Suddenly Arjun sees another Indian. He gets excited about the possibility to have a word with a man from his country about his experiences and feelings in the foreign land. So he leaves the old lady and talks to this Indian.
But the conversation is not very successful, because the man tells Arjun that he had come to New York to meet new people and not to meet other people from India (cf. p.111, ll. 7-9).
Arjun is quite disappointed about this quotation and he realizes that his new life is not a candy mountain and that it's not easy to reach the friendly skies.
Stylistic Devices and Language:
The authoress uses a number of stylistic devices to make her text more effective.
For example, she emphasizes the meaning of America for the young inexperienced Arjun with the allusion "America, the beautiful" (p.108, l. 10). This quotation is from an old song which expresses a strong patriotic feeling in the United States. It shows what big, important and impressing effect this country has on Arjun. The allusion also tells that the young Indian sees America as his new home country, so Arjun is already familiar to one of the patriotic songs everybody knows there.
Another stylistic device is a personification. "The buildings belched out men and women" (p. 106, ll. 4-5) is a picture that shows how lively and moving New York enters the minds of its visitors. Especially Arjun experiences a great change from India to America. For him, the Big Apple seems to be even more impressive, because it's also a totally different culture he steps in. As a result this personification gives a good idea how the city looks for an "alien" (p. 106, l. 4), who comes to a new environment.
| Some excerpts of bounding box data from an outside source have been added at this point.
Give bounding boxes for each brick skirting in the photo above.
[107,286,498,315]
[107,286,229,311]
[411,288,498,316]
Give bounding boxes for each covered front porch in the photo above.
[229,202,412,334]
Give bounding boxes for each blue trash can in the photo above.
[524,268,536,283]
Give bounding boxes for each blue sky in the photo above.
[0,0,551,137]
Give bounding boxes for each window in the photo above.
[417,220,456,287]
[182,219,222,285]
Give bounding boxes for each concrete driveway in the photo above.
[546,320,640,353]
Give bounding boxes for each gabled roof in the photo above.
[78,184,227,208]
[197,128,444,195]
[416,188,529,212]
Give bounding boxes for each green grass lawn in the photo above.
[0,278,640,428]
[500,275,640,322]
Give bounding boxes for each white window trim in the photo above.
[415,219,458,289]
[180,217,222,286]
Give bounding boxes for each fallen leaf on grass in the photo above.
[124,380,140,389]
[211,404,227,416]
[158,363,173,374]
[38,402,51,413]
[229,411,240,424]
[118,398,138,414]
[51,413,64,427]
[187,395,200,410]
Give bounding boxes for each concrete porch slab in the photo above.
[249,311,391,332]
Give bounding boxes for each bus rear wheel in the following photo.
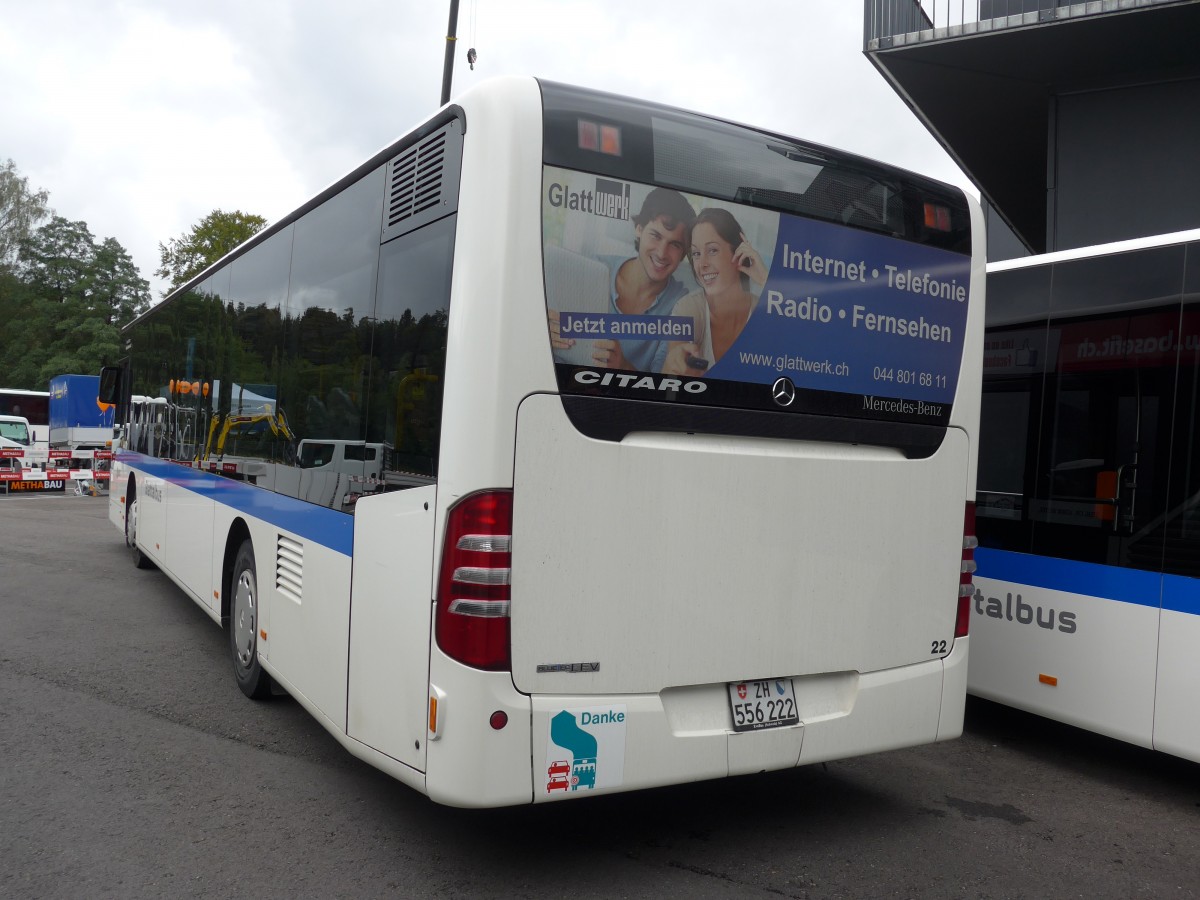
[229,540,271,700]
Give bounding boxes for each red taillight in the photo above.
[436,491,512,671]
[954,503,979,637]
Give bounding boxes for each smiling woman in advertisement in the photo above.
[662,206,767,377]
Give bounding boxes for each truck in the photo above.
[50,374,114,450]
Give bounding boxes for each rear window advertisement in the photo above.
[542,167,971,424]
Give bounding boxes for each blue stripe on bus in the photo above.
[976,547,1200,616]
[116,451,354,556]
[1163,575,1200,616]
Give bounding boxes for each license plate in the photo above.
[730,678,800,731]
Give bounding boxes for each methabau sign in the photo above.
[542,167,971,425]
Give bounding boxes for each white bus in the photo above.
[968,230,1200,761]
[102,78,984,806]
[0,388,50,450]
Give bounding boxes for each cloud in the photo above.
[0,0,965,303]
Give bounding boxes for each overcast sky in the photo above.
[0,0,968,299]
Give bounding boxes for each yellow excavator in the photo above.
[199,406,296,462]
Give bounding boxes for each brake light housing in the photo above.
[434,491,512,672]
[954,500,979,637]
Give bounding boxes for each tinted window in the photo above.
[979,246,1188,570]
[367,216,456,487]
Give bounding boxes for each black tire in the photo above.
[229,540,271,700]
[125,480,154,569]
In general, Sunita Jain uses simple phrases, which are easy to understand. Furthermore, the reader is introduced to a few Indian terms to underline Arjuns' background. He longs for "the vague evenings near Regal or Janpath" (p.107, ll. 6-7) and for "the hypnotic scent of jasmine gajaras" (ll. 8). The usage of these words emphasizes Arjuns' homesickness in this moment, when he sees all the New Yorkers going home.
Narrator and Point of View:
"Fly the Friendly Skies" is told by a third-person narrator with a limited point of view. The narrator is not a character in the story, but looks at it from the outside. He sees everything what Arjun sees because he explains his point of view. He also knows Arjuns feelings e. g. when he gets homesick and remembers the "scent of jasmine gajaras" (p.107, l. 8). The narrator also knows what happened in the past when Arjun talked to his brother before he left India (p. 107, ll. 13-19). Because of the limited point of view of the narrator we don't know thoughts or feelings of the people Arjun is talking to (old woman, Indian man).